Senator CHERRY (3:30 PM) —by leave—I move Democrat amendments (6) and (7) on sheet 2606:

(6) Schedule 1, page 7 (after line 28), after item 18, insert:

18A Subparagraph 37(2)(b)(i)

After “test growing”, insert “by an independent, qualified person who does not have any financial or contractual links with the applicant or grantee of a PBR”.

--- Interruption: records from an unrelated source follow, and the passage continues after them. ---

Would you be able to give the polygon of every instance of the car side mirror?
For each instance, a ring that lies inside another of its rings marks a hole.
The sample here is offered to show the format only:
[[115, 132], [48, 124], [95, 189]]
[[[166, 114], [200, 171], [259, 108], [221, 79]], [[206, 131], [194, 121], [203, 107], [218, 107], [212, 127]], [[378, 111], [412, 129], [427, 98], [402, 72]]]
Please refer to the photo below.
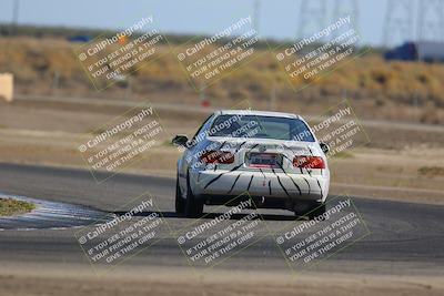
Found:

(7) Schedule 1, page 7 (after line 28), after item 18, insert:

18B Subparagraph 37(2)(b)(ii)

Repeal the subparagraph.

Amendment (6) deals with PBR applications and test growing. A PBR application may include a requirement for test growing of a plant variety. Currently the test is conducted by a person or persons selected and paid for by the applicant. This amendment requires that the test be conducted by an independent person without contractual relations to the applicant. Once again, this measure is intended to prevent biopiracy and the granting of rights over plant varieties that should not be granted. In a 1998 review of the worldwide patenting of plant varieties, the Rural Advancement Foundation International out of the UK and Heritage Seed Curators Australia prepared a report called Plant breeders wrongs. It examined the worldwide operation of plant breeders rights, and in respect of Australia's record it said:

Of the seven countries studied, it is clear that Australia is the only state whose abuses are so pervasive as to describe the state itself as a predator.

America, according to the RAFI, was a distant second. In our view, this change to the definition of `test growing' will ensure that the system becomes much more robust and independent and that those sorts of claims will not be made about Australia into the future. Amendment (7) is a subsequent amendment, flowing on from amendment (6).